As many persons continue to complain about some of the sentences being imposed by magistrates and judges, the Eastern Caribbean Supreme Court (ECSC) has issued a new set of sentencing guidelines.
The initiative – undertaken with the support of the British High Commission and the US Embassy for Barbados and the Eastern Caribbean – is intended to promote and streamline the court’s approach across to sentencing across its nine-member jurisdiction.
The first set of Sentencing Guidelines was officially launched on September 17 last year and came into effect on October 1, 2019.
This second set, issued by Chief Justice Dame Janice Pereira and two other judges in July, will take effect on September 1, 2020 in the High and Magistrates’ courts.
They will include sentencing guidelines for Firearm Offences; Drug Offences; and Offences of Dishonesty (i.e., theft, robbery, burglary, and aggravated burglary); as well as Sexual Offences (rape, unlawful sexual intercourse, aggravated unlawful sexual intercourse, indecency and incest).
According to the Court, these guidelines are not intended to achieve uniformity in sentences or to restrict judicial discretion.

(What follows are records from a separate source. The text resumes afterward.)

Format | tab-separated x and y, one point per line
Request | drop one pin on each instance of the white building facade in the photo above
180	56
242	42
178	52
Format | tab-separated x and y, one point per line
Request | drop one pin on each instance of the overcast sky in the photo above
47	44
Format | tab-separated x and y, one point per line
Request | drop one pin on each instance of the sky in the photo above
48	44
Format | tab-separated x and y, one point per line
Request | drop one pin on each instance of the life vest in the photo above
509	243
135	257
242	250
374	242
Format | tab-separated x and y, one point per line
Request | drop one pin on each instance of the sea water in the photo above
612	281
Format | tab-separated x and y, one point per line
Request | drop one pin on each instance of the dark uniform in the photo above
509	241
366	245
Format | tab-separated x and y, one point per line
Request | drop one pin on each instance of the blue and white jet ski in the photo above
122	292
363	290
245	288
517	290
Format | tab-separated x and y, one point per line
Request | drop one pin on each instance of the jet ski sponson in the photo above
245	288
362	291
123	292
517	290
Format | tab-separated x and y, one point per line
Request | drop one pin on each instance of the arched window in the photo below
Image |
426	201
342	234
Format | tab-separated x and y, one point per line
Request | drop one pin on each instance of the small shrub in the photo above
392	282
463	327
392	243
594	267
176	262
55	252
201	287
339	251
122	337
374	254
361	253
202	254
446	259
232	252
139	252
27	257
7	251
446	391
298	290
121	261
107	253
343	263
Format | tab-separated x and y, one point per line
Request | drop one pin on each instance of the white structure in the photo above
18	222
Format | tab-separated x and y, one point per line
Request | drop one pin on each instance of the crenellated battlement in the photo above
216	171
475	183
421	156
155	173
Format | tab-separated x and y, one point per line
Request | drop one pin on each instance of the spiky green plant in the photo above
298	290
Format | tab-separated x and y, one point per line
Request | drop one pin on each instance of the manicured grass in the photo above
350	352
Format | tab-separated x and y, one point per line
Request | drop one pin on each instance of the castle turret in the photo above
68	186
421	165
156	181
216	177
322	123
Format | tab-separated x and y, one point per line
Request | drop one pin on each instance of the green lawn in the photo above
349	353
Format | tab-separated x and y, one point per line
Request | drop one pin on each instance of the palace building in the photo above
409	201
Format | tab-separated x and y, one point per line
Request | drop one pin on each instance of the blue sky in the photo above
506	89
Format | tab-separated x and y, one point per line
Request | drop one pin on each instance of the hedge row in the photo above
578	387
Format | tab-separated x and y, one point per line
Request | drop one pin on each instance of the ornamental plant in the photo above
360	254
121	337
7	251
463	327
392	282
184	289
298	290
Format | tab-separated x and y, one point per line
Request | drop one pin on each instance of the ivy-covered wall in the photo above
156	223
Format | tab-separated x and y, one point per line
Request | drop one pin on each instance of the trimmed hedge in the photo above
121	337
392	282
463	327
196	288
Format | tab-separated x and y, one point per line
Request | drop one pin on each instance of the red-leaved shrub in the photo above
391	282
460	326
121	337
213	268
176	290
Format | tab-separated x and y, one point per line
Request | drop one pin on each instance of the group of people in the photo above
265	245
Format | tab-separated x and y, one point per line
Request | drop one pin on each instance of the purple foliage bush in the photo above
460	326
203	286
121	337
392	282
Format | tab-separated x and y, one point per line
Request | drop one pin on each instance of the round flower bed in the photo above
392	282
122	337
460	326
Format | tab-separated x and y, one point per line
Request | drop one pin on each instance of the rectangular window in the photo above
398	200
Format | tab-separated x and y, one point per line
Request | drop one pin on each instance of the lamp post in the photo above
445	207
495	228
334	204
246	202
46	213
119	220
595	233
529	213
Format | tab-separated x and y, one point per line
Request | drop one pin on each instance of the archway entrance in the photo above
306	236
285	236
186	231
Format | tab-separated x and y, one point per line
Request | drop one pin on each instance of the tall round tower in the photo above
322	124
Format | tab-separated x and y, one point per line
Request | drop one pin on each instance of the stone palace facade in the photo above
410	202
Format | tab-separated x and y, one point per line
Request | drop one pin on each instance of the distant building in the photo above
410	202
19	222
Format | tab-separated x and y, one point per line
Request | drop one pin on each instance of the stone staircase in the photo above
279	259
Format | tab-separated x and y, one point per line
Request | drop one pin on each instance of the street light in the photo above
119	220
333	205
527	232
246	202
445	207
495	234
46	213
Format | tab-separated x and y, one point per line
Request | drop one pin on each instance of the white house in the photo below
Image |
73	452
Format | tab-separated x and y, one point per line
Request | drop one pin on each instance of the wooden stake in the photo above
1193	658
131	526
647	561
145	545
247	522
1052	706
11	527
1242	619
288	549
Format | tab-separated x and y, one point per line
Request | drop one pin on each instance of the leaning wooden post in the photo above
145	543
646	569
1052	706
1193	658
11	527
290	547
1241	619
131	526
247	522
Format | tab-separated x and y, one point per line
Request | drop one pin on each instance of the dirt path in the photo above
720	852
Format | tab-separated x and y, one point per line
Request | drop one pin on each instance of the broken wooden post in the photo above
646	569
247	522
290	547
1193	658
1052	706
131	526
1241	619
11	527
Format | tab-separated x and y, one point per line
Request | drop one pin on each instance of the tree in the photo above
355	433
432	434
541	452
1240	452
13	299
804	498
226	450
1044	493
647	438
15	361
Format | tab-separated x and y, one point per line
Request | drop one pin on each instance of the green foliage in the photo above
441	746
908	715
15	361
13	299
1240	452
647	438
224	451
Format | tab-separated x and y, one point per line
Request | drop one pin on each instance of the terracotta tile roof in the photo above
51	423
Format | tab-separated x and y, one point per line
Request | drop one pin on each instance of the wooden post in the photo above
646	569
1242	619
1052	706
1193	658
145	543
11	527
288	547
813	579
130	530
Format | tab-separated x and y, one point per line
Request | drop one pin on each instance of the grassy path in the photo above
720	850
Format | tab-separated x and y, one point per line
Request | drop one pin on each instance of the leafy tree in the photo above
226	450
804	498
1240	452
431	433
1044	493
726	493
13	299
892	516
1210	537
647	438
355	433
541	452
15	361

While judges and magistrates should follow them, presiding officers will enjoy some discretion in exceptional circumstances, and where the departure from the norm can be justified.
For instance, in its recent Guidelines, the Court gave the starting point for murder sentences as 40 years; but this depends on several factors, including aggravating and mitigating circumstances.
However, all adjudicators must give “clear reasons for not applying the guidelines…when passing sentence,” and they must also ensure that each relevant step … is identified to the offender, in public, before the sentence is passed.
If the guidelines are consistently applied, it “will assist immensely in maintaining and promoting public confidence and transparency in the criminal justice system,” the Court says.
Since the launch of the first set, the Committee reportedly has been monitoring the guidelines for fairness and effectiveness, even as it worked on developing new guidelines.
The Committee’s work was chaired by His Lordship, the Honourable Justice Iain Morley.